How many Advanced Energy (AEIS) shares did Vonne Karpinski acquire through RSU vesting?

Karpinski acquired common stock primarily through RSU vesting and conversion, including 1,959 and 1,377 shares at $0.00 per share. These shares resulted from previously granted RSUs that vested on March 1, 2026, converting into common stock on a one-for-one basis under the company’s plans.

What new equity awards did Vonne Karpinski receive from Advanced Energy (AEIS)?

She received 2,656 restricted stock units, 2,655 performance units, and 1,027 shares of phantom stock, all at $0.00 per share. The RSUs vest in three equal installments, while the performance units vest based on three-year performance metrics, and phantom stock follows deferred compensation plan elections.

Were any of Vonne Karpinski’s AEIS share dispositions open-market sales?

The reported dispositions were not open-market sales. They consisted of 2,033 shares used to pay tax liabilities tied to RSU vesting and 437 shares transferred to the issuer due to a deferral election, which generated an equivalent amount of phantom stock under the deferred compensation plan.

How does the phantom stock reported by Vonne Karpinski in AEIS work?

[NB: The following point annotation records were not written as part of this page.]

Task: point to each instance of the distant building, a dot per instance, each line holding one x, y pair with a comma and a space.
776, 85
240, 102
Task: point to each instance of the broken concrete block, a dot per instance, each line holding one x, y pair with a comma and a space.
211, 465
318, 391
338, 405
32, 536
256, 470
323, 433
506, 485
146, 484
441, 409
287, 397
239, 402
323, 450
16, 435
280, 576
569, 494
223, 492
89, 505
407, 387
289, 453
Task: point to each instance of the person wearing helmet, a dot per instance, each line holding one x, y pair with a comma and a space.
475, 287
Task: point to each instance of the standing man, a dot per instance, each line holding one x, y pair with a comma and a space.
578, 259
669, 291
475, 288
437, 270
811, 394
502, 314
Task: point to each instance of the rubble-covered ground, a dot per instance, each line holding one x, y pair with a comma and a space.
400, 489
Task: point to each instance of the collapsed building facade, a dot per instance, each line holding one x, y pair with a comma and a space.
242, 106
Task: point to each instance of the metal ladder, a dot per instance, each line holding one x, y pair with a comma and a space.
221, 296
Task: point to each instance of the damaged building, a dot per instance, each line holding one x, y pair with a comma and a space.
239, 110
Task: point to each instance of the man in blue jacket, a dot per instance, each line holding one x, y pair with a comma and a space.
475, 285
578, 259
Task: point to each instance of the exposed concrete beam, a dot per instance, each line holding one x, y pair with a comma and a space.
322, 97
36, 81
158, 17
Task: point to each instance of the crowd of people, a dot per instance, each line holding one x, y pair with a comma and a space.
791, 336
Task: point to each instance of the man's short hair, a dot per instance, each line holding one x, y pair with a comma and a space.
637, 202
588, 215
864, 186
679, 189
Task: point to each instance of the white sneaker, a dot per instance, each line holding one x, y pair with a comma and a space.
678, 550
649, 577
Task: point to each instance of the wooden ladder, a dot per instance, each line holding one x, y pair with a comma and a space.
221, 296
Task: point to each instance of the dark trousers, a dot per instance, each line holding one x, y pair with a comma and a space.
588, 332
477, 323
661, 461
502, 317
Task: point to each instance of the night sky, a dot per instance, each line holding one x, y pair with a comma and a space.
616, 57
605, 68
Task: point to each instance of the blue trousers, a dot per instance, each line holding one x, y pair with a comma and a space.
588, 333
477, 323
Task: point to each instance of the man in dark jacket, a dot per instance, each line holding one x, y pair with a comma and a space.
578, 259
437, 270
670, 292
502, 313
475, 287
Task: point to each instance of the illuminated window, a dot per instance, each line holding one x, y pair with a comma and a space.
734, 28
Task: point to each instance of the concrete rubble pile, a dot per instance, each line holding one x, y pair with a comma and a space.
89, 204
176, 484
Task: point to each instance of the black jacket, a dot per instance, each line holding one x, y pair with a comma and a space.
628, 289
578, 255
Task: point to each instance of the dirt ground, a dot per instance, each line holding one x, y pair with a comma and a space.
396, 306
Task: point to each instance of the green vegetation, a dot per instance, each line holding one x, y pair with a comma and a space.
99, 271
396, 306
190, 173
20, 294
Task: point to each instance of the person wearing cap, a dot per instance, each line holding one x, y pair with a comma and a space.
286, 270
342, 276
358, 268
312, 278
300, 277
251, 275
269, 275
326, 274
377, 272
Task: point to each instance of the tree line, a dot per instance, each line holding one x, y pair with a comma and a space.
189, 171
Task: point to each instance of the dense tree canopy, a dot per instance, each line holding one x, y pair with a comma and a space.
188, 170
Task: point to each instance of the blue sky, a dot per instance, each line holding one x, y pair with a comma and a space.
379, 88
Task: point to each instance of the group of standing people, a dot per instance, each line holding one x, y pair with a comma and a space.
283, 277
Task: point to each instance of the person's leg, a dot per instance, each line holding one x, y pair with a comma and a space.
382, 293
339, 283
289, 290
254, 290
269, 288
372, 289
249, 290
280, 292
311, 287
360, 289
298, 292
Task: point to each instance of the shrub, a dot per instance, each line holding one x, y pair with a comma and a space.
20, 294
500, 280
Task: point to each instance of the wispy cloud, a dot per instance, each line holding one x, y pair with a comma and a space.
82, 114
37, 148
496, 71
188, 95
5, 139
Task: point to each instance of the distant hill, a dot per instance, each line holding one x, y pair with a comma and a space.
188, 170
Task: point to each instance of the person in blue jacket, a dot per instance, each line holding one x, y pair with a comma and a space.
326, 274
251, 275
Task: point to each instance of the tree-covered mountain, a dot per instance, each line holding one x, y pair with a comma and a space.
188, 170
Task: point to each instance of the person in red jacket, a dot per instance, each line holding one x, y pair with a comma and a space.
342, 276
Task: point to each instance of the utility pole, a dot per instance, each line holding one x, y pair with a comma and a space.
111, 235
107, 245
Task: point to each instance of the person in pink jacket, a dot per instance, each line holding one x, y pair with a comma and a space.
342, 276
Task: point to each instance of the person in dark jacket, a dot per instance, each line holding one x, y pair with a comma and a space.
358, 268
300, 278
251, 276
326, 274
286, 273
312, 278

Each share of phantom stock represents a right to receive one share of common stock or its cash value. Phantom stock becomes payable under her distribution elections or upon termination, death, or disability, and can be reallocated into alternative investments subject to the company’s deferred compensation plan rules.

What performance conditions apply to Vonne Karpinski’s AEIS performance units?

The performance units were issued at 100% of target, with a three-year performance period. They will vest in whole or in part depending on achievement of performance metrics, and any portion not vested and released by the end of the three-year period will be canceled under the long-term incentive plan.

From which plans did Vonne Karpinski’s AEIS equity awards and phantom stock arise?

Her RSUs and performance units were granted under Advanced Energy’s Amended and Restated 2023 Omnibus Incentive Plan. Phantom stock and certain deferrals arose under the company’s deferred compensation plan, which allows deferral of vested RSUs into phantom stock with later share or cash settlement.